Ne voyez là qu'un point de vue, en aucun cas il ne s'agit de vérités, ...
Écrit par : Jean Laporte | 28 janvier 2010
D'une manière générale, j'ai tendance à souscrire à ce mot du professeur Choron "un jeune ça pense pas, ça ne fait que répéter papa-maman et le prof, alors ça devrait fermer sa gueule en attendant d'apprendre sa vie", ce qui n'empêche évidemment pas "les jeunes" (catégorie générationnelle dont je fais partie, ayant moins de 26 ans) de se cultiver ni d'avoir des opinions, mais de là à avoir un engagement marqué et/ou une vision du monde exhaustive...
Concernant les autres générations, je citerais un ami à moi : "en-dehors des périodes de crise, du genre guerre, révolution, etc., les gens en général sont plutôt peu ou pas engagés politiquement, et ça se comprend vu que ce n'est pas, dans les périodes de paix, la politique qui détermine leur vie quotidienne".
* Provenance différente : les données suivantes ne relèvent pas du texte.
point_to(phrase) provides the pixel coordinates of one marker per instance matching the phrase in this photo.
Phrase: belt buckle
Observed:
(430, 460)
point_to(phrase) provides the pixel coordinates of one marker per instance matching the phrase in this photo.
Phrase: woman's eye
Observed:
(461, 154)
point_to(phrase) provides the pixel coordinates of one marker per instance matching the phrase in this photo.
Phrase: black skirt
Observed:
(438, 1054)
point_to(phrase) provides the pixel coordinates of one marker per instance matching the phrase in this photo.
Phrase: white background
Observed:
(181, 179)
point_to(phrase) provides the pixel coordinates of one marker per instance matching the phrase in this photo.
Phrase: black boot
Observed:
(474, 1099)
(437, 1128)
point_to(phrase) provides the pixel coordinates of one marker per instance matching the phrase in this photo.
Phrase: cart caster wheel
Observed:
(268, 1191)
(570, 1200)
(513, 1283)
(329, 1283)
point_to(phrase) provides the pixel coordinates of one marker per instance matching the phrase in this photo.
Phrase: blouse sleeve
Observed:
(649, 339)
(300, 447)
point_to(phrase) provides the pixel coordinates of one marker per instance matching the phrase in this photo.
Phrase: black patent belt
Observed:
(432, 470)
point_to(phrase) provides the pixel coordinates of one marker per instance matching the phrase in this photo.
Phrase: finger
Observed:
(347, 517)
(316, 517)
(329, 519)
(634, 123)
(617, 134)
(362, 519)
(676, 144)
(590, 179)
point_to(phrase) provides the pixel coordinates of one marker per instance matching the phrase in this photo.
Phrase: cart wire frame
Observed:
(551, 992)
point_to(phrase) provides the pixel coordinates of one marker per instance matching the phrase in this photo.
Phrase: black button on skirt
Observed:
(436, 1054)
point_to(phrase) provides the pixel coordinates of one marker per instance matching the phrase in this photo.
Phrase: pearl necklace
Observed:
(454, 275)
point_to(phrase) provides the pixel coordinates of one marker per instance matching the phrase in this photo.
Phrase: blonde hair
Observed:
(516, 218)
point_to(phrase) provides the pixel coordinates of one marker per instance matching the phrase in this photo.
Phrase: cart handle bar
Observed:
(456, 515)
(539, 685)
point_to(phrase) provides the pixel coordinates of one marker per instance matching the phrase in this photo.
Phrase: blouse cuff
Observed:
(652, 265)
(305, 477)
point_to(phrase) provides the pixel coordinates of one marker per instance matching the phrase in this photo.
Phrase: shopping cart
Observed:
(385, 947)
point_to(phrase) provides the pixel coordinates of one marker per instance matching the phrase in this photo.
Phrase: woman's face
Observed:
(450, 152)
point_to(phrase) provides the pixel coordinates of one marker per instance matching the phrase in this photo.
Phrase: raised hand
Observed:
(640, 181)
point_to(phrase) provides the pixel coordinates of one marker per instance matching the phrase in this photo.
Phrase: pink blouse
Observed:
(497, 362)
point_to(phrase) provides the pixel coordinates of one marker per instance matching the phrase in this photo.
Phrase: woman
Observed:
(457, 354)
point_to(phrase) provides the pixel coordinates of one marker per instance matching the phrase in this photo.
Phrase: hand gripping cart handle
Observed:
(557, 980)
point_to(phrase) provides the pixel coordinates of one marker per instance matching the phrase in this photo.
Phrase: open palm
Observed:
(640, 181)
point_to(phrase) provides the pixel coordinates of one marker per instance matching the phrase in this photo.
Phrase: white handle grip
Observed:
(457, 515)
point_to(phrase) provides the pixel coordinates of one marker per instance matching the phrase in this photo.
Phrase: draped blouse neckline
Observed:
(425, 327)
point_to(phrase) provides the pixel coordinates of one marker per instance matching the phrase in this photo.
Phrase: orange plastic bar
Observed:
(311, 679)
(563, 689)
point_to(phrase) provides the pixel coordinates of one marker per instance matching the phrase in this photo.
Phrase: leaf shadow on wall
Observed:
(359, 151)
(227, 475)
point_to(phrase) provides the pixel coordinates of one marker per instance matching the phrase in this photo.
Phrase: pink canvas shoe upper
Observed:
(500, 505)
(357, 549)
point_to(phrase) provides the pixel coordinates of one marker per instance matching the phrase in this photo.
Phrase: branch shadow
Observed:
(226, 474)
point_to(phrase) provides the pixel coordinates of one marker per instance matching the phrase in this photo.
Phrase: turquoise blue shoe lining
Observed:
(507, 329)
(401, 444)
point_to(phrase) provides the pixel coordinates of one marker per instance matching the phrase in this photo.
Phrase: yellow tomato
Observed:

Tout ça pour dire que je ne pense pas la relative inertie politique de la population comme spécifique à notre temps. En revanche, et c'est plus préoccupant, le manque de culture politique et générale est, lui, flagrant. Un mien professeur professait que la "culture générale d'autrefois" était remplacée par les nouvelles générations par une culture générale plus actuelle, comprenant les thématiques et les enjeux de notre temps... force est de constater que non.